L’Argentine, un géant aux pieds d’argile

L’Argentine est un pays de paradoxes. Terre de vastes horizons, elle est à la fois riche et déshéritée, fertile et stérile, prospère en apparence mais minée par des crises récurrentes. De Buenos Aires au riches terres de culture ou d’élevage où je me trouve aux steppes patagoniennes, des provinces luxuriantes bordant le Paraná et l’Uruguay, aux terres arides du Chaco et du Nord, ce territoire démesuré se déploie comme une mosaïque d’espaces et de peuples qui, plus qu’ailleurs, peinent à former une nation cohérente.

Le regard européen sur l’Argentine oscille entre fascination et incompréhension. On s’attarde sur ses paysages à perte de vue, sur sa riche culture créole, son élégance urbaine surannée héritée de l’Europe, sur son goût du drame et du football, mais on saisit mal les raisons de son instabilité chronique. Pourtant, les clés de cette énigme sont inscrites dans sa géographie et dans l’histoire de ceux qui l’ont peuplée.
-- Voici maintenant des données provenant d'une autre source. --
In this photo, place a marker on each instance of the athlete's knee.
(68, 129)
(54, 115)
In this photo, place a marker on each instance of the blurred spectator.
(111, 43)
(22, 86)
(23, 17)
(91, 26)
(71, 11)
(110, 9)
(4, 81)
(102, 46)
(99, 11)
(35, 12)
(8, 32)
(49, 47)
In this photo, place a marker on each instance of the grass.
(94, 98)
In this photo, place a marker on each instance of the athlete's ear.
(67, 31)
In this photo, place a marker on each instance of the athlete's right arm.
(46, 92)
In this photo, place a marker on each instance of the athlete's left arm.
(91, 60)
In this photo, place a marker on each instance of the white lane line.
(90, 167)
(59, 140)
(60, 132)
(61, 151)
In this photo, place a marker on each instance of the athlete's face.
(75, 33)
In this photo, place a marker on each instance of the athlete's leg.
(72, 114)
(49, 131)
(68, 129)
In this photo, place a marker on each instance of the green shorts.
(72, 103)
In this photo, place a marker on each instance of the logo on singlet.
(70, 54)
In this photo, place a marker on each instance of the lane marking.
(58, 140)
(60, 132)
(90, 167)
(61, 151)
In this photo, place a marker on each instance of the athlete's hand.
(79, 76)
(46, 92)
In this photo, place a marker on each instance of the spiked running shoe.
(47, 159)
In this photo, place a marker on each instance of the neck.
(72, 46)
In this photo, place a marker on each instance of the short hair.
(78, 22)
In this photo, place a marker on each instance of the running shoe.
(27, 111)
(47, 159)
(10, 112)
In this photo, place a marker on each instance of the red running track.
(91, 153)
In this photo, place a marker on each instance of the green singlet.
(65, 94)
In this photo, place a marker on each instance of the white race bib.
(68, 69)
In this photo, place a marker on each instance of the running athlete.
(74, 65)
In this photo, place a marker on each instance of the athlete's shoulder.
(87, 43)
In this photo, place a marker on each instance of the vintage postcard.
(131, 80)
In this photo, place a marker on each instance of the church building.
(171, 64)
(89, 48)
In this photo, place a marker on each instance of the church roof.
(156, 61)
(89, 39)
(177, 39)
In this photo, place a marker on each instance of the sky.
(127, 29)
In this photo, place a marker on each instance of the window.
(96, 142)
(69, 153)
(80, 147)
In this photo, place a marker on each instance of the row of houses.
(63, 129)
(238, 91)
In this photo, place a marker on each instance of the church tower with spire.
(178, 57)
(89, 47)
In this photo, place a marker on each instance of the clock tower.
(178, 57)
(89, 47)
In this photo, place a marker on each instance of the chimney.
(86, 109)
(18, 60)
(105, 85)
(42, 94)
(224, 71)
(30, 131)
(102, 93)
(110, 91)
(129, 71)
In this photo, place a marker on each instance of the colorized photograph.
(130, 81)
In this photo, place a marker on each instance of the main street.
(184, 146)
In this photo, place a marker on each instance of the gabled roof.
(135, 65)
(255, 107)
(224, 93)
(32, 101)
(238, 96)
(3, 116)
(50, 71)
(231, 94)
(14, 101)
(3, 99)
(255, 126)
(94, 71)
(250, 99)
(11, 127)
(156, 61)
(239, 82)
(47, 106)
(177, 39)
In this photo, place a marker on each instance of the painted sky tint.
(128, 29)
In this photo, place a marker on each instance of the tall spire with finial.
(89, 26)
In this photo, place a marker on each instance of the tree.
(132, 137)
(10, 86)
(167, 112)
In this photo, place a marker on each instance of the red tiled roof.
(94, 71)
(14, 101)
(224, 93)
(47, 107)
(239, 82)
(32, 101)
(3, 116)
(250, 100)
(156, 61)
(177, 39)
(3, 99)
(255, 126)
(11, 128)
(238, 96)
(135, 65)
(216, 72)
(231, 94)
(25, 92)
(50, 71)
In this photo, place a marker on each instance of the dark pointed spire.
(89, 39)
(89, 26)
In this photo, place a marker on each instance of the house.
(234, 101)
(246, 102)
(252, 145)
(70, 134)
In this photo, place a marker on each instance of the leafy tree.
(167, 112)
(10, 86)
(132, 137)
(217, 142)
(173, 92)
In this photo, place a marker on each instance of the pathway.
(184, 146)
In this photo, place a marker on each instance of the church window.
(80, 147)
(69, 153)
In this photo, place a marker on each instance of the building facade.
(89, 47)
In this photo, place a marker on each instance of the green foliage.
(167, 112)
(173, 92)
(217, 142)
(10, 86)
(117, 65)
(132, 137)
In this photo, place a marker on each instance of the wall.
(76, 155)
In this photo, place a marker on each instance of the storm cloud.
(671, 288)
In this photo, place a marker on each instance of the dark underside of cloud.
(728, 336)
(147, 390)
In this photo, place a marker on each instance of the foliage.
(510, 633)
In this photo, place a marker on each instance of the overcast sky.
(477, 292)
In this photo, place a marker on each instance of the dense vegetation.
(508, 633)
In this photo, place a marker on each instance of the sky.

Un territoire de contrastes

L’Argentine se déploie sur près de trois mille kilomètres, du tropique à l’Antarctique, en un patchwork de climats et de sols qui façonnent autant d’identités régionales. Au centre, la pampa est le cœur battant du pays, ce territoire d’herbes grasses où se sont épanouis l’élevage et les grandes cultures céréalières. C’est ici que s’est édifiée « l’Argentine utile », cette partie du pays qui produit, exporte et génère la richesse nationale. A elle seule, la province de Buenos Aires et la capitale produisent la moitié de la richesse du pays.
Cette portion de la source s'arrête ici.